Heidschnucken und Ziegen verbeißen auf den Heideflächen junge Kiefern und Birken und halten damit die Heide frei. „Wir betreiben mit unseren Tieren Landschaftspflege“, so Kaufmann. Er ist der Schäferei seit seiner Jugend verbunden. „Meine Mutter hatte die Schäferei ihres Vaters übernommen und war 1983 von Süddeutschland nach Visselhövede gezogen.“

2006 legte er die Gesellenprüfung zum Tierwirt/Schäferei ab und machte sich Anfang 2017 selbstständig. Seitdem arbeitet er mit Wanderschäfer Thomas Rebre aus Amelinghausen eng zusammen.

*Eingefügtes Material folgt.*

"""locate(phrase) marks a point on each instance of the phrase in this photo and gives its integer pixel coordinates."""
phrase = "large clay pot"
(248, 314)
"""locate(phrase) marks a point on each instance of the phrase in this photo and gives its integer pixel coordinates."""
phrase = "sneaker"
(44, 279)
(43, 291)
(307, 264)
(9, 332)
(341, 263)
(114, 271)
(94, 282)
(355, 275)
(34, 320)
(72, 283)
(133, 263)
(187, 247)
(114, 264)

Schäfermeister Michael Kaufmann besitzt eine Herde von 400 Heidschnucken-Muttertieren, zirka 400 Lämmern und Ziegen. „Ich liebe die Unabhängigkeit meines Berufs – bei aller Gebundenheit durch die Tiere“, freute er sich mit Hinweis auf seine Berufswahl.

Trotz der Wölfe: Tiere bleiben auch in der Nacht draußen

„Die Geräusche und der Geruch der Schafe und der Natur sind mir von Jugend an vertraut. Ich leiste eine Arbeit mit Naturschutzaufgaben und natürlicher Landschaftspflege.“ Seine Tiere sind das ganze Jahr über im Freien, ausgenommen zur Lammzeit in den Monaten März und April.

Zum Schutz seiner Herde auf der Reiterheide hat Michael Kaufmann einen 106 Zentimeter hohen Elektrozaun installiert. „Diese Netze gelten als wolfssicher“, bekräftigte der Schäfer. Jeden Tag zäunt er eine neue Heidefläche zur Beweidung ab.

Beweidung bedeutet, dass die Schafe und Ziegen ohne Schäfer und Hütehund auch nachts im Freien auf der Heide bleiben. „Das Thema Wolf nehme ich durchaus ernst. Daher versuche ich, durch entsprechend guten Zaunbau die Herde zu schützen.“ Das bedeutet für den Schäfer eine tägliche Mehrarbeit von etwa eineinhalb Stunden. Bisher hatte Michael Kaufmann noch keinen Übergriff durch Wölfe oder andere Tiere auf seine Herde zu beklagen. Anfang kommender Woche beginnt der Rücktransport der Heidschnucken und Ziegen in ihren Heimatstandort – per Anhänger.